La demande formée par M. N... au titre des frais irrépétibles en cause d'appel sera accueillie, à hauteur de 2 000 euros.
PAR CES MOTIFS
LA COUR,
Statuant publiquement et contradictoirement
Rejette le moyen présenté au titre de la caducité de l'appel,
Infirme le jugement entreprisen toutes ses dispositions hormis celles relative à l'indemnisation de la procédure de licenciement vexatoire ;
Statuant de nouveau,
Dit que le licenciement de M. C... N... est dépourvu de cause réelle et sérieuse,
Condamne la SARL CK Print à payer à M. C... N... les sommes suivantes :
- 7 289,46 euros au titre de l'indemnité compensatrice de préavis,
- 728,95 euros au titre des congés payés y afférents,
- 5 467,09 euros au titre de l'indemnité de licenciement,
- 2 430 euros au titre du salaire pendant la mise à pied conservatoire du 6 au 26/01/2015,
- 243 euros au titre des congés payés y afférents,
- 25000 euros au titre du licenciement abusif,
Dit que les sommes à caractère salarial produiront intérêts au taux légal à compter de la convocation de l'employeur en conciliation et celles à caractère indemnitaire produiront intérêts au taux légal à compter du présent arrêt ;
Condamne la SARL CK Print aux dépens de première instance et d'appel ;
Condamne la SARL CK Print à payer à M. C... N... la somme de 2000 euros sur le fondement des dispositions de l'article 700 du code de procédure civile.

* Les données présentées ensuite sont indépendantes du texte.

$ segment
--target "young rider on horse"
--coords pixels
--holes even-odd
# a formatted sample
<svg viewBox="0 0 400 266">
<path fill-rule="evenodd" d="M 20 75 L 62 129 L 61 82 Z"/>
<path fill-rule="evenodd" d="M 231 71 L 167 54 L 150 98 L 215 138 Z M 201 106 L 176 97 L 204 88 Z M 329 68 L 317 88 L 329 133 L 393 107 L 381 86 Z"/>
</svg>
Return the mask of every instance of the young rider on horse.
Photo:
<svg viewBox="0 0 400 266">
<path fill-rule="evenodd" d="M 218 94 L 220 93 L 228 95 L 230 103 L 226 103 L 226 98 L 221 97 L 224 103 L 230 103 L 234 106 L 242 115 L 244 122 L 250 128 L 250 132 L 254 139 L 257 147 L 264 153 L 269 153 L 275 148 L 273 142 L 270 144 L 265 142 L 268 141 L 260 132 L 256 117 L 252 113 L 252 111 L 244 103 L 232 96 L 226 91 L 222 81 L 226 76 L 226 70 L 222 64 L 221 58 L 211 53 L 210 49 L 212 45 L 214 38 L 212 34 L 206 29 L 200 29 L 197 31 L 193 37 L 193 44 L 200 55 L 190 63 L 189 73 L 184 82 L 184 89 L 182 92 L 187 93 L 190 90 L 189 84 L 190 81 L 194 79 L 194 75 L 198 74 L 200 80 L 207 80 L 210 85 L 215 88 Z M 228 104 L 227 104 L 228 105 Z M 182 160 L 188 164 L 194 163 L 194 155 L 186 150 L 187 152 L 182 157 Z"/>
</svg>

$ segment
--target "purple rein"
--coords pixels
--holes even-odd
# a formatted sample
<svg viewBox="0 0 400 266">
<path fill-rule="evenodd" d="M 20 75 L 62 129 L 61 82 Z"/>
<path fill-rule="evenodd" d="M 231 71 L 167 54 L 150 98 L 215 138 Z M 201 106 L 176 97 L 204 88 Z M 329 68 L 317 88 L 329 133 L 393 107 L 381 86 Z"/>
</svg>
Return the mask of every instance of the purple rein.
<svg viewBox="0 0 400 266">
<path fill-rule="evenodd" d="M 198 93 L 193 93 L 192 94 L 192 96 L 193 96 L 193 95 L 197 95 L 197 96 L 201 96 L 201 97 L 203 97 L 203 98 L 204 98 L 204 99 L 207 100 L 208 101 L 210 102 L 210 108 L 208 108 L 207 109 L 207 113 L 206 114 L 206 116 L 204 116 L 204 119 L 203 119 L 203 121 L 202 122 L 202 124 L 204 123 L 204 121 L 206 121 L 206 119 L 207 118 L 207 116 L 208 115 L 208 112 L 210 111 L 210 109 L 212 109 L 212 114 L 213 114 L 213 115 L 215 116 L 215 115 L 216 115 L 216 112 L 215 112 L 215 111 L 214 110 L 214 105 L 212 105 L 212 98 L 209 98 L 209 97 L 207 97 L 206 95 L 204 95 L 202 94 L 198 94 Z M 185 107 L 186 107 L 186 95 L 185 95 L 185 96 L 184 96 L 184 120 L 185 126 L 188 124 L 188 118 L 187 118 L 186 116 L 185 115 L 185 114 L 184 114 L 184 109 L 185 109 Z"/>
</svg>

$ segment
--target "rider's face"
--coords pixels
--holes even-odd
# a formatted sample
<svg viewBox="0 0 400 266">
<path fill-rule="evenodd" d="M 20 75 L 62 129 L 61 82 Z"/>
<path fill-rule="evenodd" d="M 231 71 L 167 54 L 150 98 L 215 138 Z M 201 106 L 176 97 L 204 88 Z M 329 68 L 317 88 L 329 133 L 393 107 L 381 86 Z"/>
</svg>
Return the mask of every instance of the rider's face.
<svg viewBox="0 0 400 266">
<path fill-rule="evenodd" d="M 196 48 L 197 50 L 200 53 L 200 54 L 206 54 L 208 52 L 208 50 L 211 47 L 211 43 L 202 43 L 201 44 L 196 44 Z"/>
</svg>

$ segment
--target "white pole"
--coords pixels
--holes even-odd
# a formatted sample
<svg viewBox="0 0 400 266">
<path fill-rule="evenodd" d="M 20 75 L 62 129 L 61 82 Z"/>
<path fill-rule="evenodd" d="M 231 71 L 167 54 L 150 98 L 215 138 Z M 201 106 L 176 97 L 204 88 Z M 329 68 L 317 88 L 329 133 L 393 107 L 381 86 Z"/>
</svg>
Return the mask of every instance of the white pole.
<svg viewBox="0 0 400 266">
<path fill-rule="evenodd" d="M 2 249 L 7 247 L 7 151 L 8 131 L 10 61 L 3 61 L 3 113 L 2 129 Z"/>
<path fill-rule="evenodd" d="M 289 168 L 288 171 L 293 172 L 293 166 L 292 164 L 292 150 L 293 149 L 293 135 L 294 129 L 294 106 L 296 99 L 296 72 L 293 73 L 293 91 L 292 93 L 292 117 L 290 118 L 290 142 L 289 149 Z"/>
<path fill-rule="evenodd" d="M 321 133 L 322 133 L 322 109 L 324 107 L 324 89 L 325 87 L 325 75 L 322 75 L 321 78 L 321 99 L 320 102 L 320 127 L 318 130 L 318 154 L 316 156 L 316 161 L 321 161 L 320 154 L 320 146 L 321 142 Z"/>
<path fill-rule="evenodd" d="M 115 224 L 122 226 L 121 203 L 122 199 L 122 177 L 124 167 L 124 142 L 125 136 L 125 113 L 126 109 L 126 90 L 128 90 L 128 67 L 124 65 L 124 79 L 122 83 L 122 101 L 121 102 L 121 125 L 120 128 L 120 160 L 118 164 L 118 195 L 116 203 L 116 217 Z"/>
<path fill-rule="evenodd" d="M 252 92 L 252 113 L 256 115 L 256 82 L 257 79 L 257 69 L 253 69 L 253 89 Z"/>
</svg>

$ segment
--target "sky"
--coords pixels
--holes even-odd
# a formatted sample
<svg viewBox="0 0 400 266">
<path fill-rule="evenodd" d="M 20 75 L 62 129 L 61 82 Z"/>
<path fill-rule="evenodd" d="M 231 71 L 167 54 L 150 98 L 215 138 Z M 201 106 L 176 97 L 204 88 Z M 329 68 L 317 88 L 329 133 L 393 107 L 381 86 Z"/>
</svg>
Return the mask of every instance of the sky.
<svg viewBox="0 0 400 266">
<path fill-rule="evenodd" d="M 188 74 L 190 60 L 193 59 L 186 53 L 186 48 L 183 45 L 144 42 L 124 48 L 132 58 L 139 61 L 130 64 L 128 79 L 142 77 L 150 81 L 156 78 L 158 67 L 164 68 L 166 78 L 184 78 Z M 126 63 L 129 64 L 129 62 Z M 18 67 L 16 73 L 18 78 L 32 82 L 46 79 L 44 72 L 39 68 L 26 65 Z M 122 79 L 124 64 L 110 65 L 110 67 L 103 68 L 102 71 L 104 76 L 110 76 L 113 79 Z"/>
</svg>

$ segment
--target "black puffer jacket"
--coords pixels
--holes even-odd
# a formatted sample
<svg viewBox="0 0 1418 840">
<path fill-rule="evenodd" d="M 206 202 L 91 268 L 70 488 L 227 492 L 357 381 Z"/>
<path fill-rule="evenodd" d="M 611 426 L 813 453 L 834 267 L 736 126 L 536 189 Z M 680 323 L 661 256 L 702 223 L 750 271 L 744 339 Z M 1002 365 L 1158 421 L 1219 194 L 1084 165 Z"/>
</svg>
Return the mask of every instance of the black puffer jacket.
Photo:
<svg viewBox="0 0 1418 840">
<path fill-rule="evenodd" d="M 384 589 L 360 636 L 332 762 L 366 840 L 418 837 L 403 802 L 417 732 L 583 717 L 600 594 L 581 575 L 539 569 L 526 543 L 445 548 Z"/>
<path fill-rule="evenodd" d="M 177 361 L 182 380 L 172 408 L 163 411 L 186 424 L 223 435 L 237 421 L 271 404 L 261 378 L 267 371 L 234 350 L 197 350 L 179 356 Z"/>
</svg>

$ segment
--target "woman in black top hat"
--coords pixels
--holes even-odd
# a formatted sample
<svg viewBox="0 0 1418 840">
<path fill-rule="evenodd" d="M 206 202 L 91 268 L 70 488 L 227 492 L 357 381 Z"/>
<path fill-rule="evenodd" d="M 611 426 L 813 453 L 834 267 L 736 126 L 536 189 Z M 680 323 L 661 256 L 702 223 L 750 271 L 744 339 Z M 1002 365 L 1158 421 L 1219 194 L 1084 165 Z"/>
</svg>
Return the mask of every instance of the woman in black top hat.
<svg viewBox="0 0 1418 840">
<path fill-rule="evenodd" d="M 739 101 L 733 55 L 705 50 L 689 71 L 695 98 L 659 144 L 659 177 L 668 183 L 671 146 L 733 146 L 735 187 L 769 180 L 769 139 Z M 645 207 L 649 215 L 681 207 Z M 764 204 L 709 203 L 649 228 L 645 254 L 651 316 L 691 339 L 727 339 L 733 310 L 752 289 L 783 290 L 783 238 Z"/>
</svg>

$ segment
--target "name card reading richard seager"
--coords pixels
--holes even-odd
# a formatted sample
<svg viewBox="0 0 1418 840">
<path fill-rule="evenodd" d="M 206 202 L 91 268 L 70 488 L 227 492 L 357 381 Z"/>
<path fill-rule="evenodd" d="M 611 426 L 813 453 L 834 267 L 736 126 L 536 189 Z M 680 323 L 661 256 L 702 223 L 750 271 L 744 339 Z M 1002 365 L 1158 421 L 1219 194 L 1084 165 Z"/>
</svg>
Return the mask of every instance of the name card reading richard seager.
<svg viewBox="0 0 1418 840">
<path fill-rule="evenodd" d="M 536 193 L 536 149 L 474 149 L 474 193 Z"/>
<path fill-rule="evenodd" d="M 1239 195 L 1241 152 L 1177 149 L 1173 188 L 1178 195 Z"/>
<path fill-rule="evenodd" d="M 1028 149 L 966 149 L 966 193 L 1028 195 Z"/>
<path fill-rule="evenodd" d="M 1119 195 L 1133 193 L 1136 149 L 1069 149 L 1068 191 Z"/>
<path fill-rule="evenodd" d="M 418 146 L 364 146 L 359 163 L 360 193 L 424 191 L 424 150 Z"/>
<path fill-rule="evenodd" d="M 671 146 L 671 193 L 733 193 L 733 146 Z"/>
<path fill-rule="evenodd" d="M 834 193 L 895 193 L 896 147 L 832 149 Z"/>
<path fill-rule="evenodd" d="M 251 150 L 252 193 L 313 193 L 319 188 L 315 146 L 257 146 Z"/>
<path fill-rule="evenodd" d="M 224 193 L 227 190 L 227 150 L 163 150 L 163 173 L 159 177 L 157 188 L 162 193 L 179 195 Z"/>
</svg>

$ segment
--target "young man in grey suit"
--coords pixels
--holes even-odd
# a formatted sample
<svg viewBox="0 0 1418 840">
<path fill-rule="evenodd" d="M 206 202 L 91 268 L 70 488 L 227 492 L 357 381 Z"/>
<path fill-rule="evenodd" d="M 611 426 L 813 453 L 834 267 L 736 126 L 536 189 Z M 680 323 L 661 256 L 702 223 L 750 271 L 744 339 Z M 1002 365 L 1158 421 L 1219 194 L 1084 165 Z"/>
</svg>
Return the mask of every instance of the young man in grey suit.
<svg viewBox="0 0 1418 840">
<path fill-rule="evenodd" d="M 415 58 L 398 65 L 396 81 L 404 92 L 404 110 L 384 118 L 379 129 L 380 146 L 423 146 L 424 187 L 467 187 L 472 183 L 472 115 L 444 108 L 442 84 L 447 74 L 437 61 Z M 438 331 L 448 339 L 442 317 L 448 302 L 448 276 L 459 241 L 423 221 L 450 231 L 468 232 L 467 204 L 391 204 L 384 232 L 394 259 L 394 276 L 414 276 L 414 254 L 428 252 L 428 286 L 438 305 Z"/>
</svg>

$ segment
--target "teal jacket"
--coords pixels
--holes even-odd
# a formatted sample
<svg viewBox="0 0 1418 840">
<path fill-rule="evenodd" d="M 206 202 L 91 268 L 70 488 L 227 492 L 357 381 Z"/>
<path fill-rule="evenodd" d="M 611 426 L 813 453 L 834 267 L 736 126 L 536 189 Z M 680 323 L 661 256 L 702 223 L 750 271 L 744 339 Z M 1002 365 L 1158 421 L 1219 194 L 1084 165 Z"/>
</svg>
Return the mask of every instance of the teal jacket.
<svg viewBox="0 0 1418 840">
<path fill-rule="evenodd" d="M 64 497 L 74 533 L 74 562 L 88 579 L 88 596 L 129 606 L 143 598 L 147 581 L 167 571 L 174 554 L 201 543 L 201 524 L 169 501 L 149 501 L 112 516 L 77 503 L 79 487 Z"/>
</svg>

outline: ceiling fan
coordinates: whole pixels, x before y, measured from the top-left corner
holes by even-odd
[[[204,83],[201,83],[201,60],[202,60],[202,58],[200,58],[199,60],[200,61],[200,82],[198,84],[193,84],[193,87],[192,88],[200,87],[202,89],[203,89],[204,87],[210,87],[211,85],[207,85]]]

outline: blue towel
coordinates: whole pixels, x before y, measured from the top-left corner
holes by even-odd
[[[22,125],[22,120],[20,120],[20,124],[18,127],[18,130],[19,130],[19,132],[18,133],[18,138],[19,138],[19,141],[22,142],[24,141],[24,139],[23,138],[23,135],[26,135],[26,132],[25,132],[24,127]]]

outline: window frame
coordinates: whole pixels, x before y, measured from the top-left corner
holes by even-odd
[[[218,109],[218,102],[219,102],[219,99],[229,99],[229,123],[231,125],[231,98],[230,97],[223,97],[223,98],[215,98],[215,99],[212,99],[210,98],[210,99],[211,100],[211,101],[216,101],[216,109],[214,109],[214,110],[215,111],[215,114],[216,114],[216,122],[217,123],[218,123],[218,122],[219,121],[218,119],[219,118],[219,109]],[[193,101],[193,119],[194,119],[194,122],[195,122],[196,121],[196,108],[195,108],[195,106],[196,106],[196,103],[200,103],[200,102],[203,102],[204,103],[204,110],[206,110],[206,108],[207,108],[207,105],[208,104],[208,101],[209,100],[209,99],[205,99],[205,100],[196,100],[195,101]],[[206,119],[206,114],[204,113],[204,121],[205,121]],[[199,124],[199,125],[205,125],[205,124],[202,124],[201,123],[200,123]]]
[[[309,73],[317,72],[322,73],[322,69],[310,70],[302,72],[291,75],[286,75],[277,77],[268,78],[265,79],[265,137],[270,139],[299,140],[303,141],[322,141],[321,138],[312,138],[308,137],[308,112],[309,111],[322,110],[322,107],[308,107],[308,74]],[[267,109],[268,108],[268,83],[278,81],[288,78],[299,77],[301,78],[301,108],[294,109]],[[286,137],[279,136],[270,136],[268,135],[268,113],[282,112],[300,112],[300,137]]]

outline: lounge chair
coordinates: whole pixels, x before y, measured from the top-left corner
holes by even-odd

Arrêt prononcé par mise à disposition au greffe de la cour, les parties en ayant été préalablement avisées dans les conditions prévues au deuxième alinéa de l'article 450 du code de procédure civile,
Signé par Mme Hélène PRUDHOMME, président, et MmeSophie RIVIERE, greffier auquel la minute de la décision a été remise par le magistrat signataire.